Astray, a film by Josh Brainin and Ernest Kabashi.

The indie film, Astray, was selected to be featured on the website, No Budge. Numerous Amherst College students participated in the senior class film project, which was directed by Ernest Kabashi and FAMS alum, Josh Brainin '20. The film won best short at the Calcutta International Cult Film Festival, Top Shorts, the Indie Short Fest, the Los Angeles International Film Festival. Congratulations, Josh! We're proud of you!

Welcome, Professor Lise Sanders!

FAMS is thrilled to welcome Lise Shapiro Sanders, who will be teaching at Amherst for the 2020-21 academic year. As a Professor of English literature and cultural studies at Hampshire College, her research and teaching interests offer an intersection between literature, print media, and film studies. These intersections will be on terrific display in "Victorian Sensations, or When Old Media Were New” this Fall and “The City in Literature and Early Film” this Spring.
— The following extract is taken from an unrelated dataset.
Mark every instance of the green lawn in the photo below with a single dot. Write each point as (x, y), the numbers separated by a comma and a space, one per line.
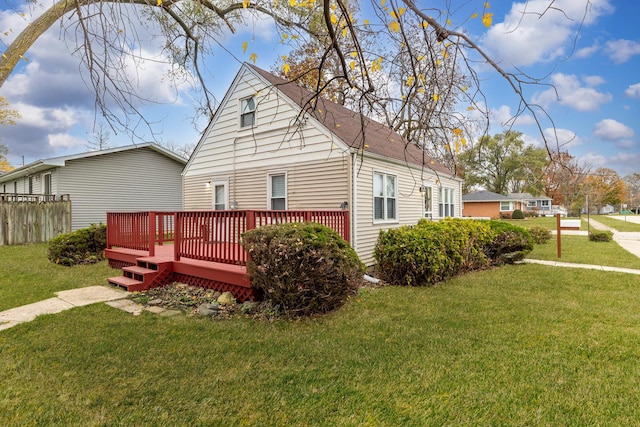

She will also be offering an “Introduction to Film Studies: The History of American Cinema, 1895-1960” in the Fall, which will serve as a foundations course in the major as well as a class that will happily welcome non-majors who have an interest in film more broadly. In the spring she will teach a course on “Moving Pictures: The History of Silent Cinema,” and we hope as many students as possible will take advantage of this opportunity!

Professor Sanders is the author of Consuming Fantasies: Labor, Leisure, and the London Shopgirl, 1880-1920; co-editor (with Amy Bingaman and Rebecca Zorach) of Embodied Utopias: Gender, Social Change, and the Modern Metropolis; and editor of Millicent Garrett Fawcett’s 1875 novel Janet Doncaster for the British press Victorian Secrets. Her articles on Victorian feminism, literature, and early cinema have appeared in The Journal of Modern Periodical StudiesModern Fiction StudiesWomen’s History Review, and several edited collections. She co-authored (with Pamela K. Stone) the forthcoming Bodies and Lives in Victorian England: Science, Sexuality, and the Affliction of Being Female (Routledge, 2020), and she is currently at work on a book on women, modernity, and the romance in the 1920s.

Please join us in welcoming Professor Sanders to Amherst! 

Class of 2020 Quarantine Graduation

We didn't let this unprecedented time of COVID-19 stop us from celebrating our graduating students in Film & Media Studies. On May 6, 2020, we held a graduation party virtually over Zoom. A mix of students, faculty, and staff were in attendance. Our seniors presented their theses and film projects, and reminisced about their time as FAMS students. Our faculty discussed our seniors' outstanding accomplishments. Congratulations to Josh Brainin, Nam Nguyen, Sophie Pu, and Kassidy Zhang! We are so proud of you!

Screenshot of 2020 FAMS graduation over Zoom.

"Wings of Desire" by Christian Rogowski

German professor and FAMS affiliate, Christian Rogowski has a newly released book where he explores the Wim Wenders 1986 film, Wings of Desire. In October 2019, we celebrated his book launch and Professor Rogowski presented a talk in the Center for Humanistic Inquiry. 

Architecture on Film: Communion Los Angeles

Directed by Film & Media Studies assistant professor Adam Levine and Peter Bo Rappmund, and in conversation with Justin Jaeckle, the 2019 film Architecture on Film: Communion Los Angeles brings you on a voyage through California's oldest freeway. Professor Levine and Rappmund's film was reviewed in Frieze and Hyperallergic.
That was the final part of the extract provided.